It's been almost three months since about a dozen adventurers from the small Baltic nation of Estonia left their country’s capital of Tallinn, bound for the Arctic. Their goal was to travel by sailboat through the Northwest Passage, a sea lane that passes from the Atlantic to Pacific Ocean through the Greenlandic, Canadian and Alaskan Arctic.
“First of all, sailing is so romantic, that's the reason why I'm sailing,” said Tiit Pruuli, the expedition leader.
His wife, Maris, is the ship’s boatswain, in charge of the maintenance and deck crew. Their ship is named the Admiral Bellingshausen, after the Estonian-born explorer who first discovered Antarctica.

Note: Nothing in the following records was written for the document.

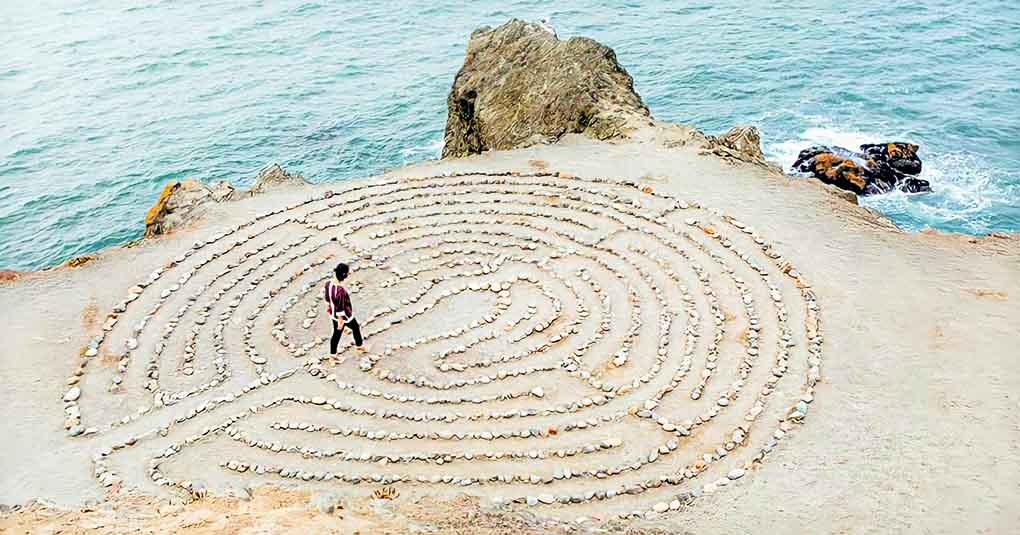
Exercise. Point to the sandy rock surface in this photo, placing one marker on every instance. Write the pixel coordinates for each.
(911, 425)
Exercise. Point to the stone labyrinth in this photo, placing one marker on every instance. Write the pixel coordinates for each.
(591, 348)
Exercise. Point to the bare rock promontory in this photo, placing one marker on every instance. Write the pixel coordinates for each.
(520, 85)
(182, 202)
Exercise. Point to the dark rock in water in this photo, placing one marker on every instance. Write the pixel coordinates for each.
(742, 143)
(520, 85)
(272, 176)
(899, 156)
(877, 168)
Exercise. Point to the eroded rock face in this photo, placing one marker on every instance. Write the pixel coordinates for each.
(520, 85)
(272, 176)
(742, 143)
(877, 168)
(182, 202)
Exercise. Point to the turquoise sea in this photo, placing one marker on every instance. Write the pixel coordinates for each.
(103, 102)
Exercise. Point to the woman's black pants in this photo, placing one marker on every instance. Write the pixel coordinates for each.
(338, 329)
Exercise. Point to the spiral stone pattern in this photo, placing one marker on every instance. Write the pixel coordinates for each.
(587, 346)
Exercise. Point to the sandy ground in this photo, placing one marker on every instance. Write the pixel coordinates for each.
(914, 429)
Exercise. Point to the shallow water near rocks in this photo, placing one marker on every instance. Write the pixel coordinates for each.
(114, 99)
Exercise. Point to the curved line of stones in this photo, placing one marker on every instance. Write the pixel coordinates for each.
(815, 338)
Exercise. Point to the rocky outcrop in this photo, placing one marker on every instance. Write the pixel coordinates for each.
(272, 176)
(876, 168)
(742, 144)
(520, 85)
(182, 202)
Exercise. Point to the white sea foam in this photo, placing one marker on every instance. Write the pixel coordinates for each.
(965, 186)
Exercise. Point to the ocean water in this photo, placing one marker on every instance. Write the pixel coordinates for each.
(103, 102)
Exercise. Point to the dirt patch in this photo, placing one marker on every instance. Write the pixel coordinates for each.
(272, 510)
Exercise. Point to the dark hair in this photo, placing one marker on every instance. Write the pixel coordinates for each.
(342, 270)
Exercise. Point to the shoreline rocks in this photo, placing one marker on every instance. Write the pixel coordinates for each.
(182, 202)
(742, 144)
(520, 86)
(877, 168)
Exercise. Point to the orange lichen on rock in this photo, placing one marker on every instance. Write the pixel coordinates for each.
(155, 213)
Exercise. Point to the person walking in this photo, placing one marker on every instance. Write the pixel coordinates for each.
(338, 306)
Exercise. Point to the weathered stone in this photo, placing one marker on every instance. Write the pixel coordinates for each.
(520, 85)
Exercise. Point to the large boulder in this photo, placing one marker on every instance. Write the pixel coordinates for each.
(182, 202)
(179, 203)
(520, 85)
(876, 168)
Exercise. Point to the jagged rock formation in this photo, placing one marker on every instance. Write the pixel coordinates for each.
(520, 85)
(272, 176)
(742, 143)
(184, 201)
(877, 168)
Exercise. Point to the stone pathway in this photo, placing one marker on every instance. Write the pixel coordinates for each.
(587, 346)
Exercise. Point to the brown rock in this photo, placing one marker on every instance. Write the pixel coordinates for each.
(742, 143)
(520, 85)
(876, 169)
(272, 176)
(81, 261)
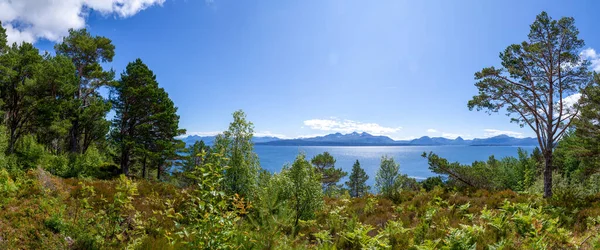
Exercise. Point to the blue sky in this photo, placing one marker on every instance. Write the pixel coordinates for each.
(299, 68)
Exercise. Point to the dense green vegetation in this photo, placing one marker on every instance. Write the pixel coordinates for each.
(70, 178)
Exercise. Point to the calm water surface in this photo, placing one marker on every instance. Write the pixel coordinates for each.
(273, 158)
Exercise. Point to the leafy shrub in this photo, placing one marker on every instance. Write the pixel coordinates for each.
(431, 182)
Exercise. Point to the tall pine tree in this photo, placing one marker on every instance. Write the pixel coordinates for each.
(87, 52)
(357, 183)
(146, 122)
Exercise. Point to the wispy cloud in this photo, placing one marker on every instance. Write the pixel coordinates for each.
(349, 126)
(209, 133)
(591, 55)
(30, 20)
(495, 132)
(269, 134)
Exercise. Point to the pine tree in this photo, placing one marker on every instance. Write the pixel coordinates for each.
(387, 176)
(357, 183)
(146, 122)
(18, 78)
(88, 120)
(325, 165)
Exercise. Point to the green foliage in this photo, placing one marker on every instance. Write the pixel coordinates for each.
(357, 182)
(20, 69)
(146, 122)
(386, 176)
(530, 85)
(236, 143)
(330, 176)
(29, 153)
(580, 148)
(272, 214)
(306, 194)
(431, 182)
(507, 173)
(89, 109)
(208, 220)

In 2019, the group sailed the vessel from Estonia on a six-month voyage to Antarctica. Maris said the crew is inspired by another Antarctic explorer who made the same Arctic journey.
“We have one polar idol, Roald Amundsen, who was the first to pass Northwest passage in 1903 to 1906,” she said.
Since Amundsen’s expedition over a century ago, the Scott Institute for Polar Research estimates that only about 350 boats have made the Northwest passage trip, and only about half have traveled using sails like Amundson and the crew of the Admiral Bellingshausen.
Maris said it is the first time an Estonian ship has completed the endeavor, a trip of nearly 8000 nautical miles from Tallinn.
The crew was excited to visit Kotzebue because of a historic connection to Estonia. Several place names familiar to residents of the Northwest Arctic bear the names of scientists and explorers from present day Estonia, including Kotzebue, Cape Krusenstern, Cape Espenberg and Eschscholtz Bay. At that time, those scientists would have considered themselves Baltic-Germans. All of them were part of Russia's first circumnavigation of the globe in the mid-1800s.
“They are part of Estonian culture,” said Tiit. “So, we know very well what they did, and we are proud of them.”
“We actually have in our capital city Tallinn, a Kotzebue Street, and one of our crew members lives on that street,” said Märten Vaikmaa, one of the boat’s owners.
The Admiral Bellinghausen is a modern vessel compared to the giant, three-masted ships the Baltic-Germans explorers of the 1800s would have sailed in. The converted yacht is about 75 feet long and 20 ft wide, equipped with a 400-horsepower diesel motor. It has modern navigational tools, satellite internet, and a radio transmitter that is able to broadcast regularly to Estonia.
“We find it quite important to take the message to as many followers as possible,” Maris said.
The crew has thousands of fans in their country of about one million people. Tiit said one of the messages they’re trying to share is something they have encountered throughout their 3-month journey - the fragility and rapid change affecting the Arctic.
“In Europe, we're talking about climate change, it's a theoretical thing for us,” Tiit said. “But here we can see it's real. It's real everyday life, that is also very important.”
“In spite of climate change, and all kinds of problems, we have seen bright-eyed youngsters who say, ‘we have to save our language, we have to save our culture,’ which has been one of the most beautiful parts for seeing people on the way here,” Maris said.
The Admiral Bellingshausen plans to sail from Kotzebue to Little Diomede Islands, Nome and to the Aleutians before heading to Seattle for the winter.